To achieve a soft landing, the South Korean president is desperate to avoid a sudden collapse of the regime in the north. His "sunshine policy" aims to lure the hermit state slowly out of its shell with the promise of aid and investment.
The north's dear leader has milked this for all he is worth, demanding hundreds of thousands of tonnes of rice from the south, billions of dollars worth of second-world-war reparations from Japan and reportedly $3bn from the United States in return for a pledge to abandon the country's missile programme.
While visits to the north by politicians, diplomats and generals have grabbed the headlines, arguably the most important emissary has been Chung Ju-yung, the octogenarian founder of the Hyundai conglomerate who broke the ice between north and south two years ago by crossing the border with a gift of 500 cattle.
As part of the process of confidence-building - which so far has been synonymous with loss making - Hyundai Asan has pumped $1bn into the North Korean resort of Mt Kumgang. The resort has attracted 310,000 tourists in two years - well short of the breakeven point of 500,000 that it hopes to reach by 2002.
Undeterred, Hyundai Asan is now drawing up even more ambitious plans for Kaesong. According to blueprints, the site will be developed over eight years from an empty plot into a bustling commercial centre of 1,200 firms and 160,000 workers, producing $20bn worth of goods each year. Underlining the policy of economic integration and political separation, the complex will be fenced off and guarded by North Korean troops.
South Korean companies in labour intensive industries such as textiles, footwear and electronic assembly have already applied for space in the complex, where they will benefit from wage costs that are anything from a fifth to a twentieth of those south of the border.

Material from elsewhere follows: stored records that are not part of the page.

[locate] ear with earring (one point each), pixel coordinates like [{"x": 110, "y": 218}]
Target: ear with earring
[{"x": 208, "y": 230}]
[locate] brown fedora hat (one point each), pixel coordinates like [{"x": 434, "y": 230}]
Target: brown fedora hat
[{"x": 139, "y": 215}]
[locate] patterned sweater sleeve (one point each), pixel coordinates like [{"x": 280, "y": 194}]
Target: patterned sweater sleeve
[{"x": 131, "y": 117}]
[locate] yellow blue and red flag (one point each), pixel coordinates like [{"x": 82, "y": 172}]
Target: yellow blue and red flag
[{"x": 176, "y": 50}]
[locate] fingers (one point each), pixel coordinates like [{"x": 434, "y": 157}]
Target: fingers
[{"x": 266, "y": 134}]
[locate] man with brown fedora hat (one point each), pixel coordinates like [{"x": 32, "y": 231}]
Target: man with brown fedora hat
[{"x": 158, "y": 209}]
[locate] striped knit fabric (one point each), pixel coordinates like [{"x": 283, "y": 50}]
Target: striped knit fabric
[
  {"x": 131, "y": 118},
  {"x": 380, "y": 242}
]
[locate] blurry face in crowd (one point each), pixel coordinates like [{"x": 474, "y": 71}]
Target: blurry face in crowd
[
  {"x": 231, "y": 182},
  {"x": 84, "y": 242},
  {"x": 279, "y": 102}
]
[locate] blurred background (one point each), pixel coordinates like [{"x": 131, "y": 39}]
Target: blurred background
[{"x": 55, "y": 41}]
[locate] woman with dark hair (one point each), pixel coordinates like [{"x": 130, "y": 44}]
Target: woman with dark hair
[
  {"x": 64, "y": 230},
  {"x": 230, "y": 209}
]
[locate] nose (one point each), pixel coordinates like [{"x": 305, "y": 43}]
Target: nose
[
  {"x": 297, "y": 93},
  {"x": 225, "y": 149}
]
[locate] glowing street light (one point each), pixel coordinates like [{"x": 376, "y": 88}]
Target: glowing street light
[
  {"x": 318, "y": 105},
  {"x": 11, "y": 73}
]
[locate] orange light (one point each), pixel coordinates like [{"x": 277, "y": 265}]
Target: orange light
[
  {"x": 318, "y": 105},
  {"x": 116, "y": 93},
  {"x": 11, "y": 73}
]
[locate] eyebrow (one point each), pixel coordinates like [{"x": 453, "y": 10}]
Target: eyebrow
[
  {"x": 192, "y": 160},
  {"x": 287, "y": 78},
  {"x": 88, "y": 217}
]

Despite this advantage, no foreign companies are expected to join the first stage of the development, which is scheduled for completion by this time next year. "Its too early for western firms to make a commitment. There are still too many unknowns," said a European diplomat.
Given the uncertainties that still surround the venture, it would be a miracle if the project goes ahead. But several miracles have already occurred in this amazing year for Korea.